Mas isso quer dizer que não vemos a realidade? Que tudo o que vemos é falso? A resposta mais adequada é um sono Não. O que vemos e sentimos também fazem parte da realidade. Mas são partes parciais, com o perdão do pleonasmo. Não devemos confiar perdidamente no que vemos, sentimos ou pensamos. Por exemplo, se alguém gosta do partido político A e eu gosto de C não significa que A é ruim e o meu bom. Todos têm o mesmo direito de gostar do partido Z, WQ e qualquer outro, tanto quanto eu do meu.

Queremos mostrar que todos veem apenas uma parte da realidade. Ninguém pode se aventurar a ser o rei da verdade. O que o menos escolarizado ser humano disser não pode ser tomado como inferior ao que disser o mais alto PhD em Astronomia. Um pescador analfabeto pode ser um gênio da pescaria, tanto quanto o doutor o é em relação ao universo.

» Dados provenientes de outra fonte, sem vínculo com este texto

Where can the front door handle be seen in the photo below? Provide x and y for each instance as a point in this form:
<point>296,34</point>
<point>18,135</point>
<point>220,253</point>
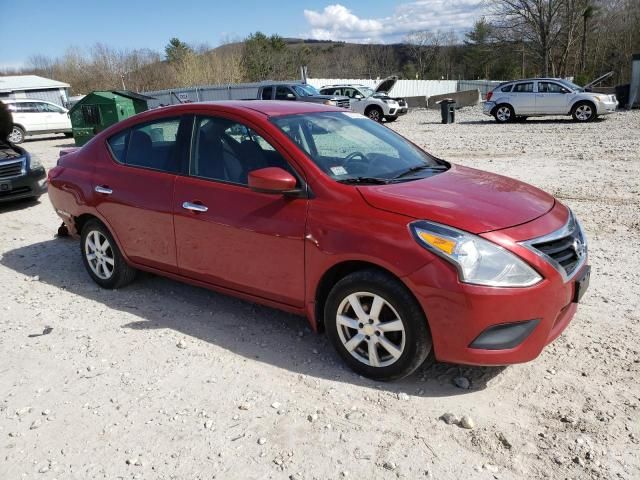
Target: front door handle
<point>195,207</point>
<point>103,190</point>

Respeitar o que o outro sabe é ser sábio. E essa sabedoria vem justamente da compreensão de que o que vemos é apenas parte do real e que a compreensão do outro me ajuda a aumentar a minha própria compreensão. Assim, ao invés de eu querer me achar mais entendido que o outro, devo compartilhar com ele o que eu sei e receber com toda grandeza o conhecimento dele, para que eu possa melhorar o meu. Simples assim.

Desiguais

Talvez a igualdade seja o grande sonho da humanidade. Muitas comunidades chegaram a implementar relações igualitárias efetivas, ainda que, p...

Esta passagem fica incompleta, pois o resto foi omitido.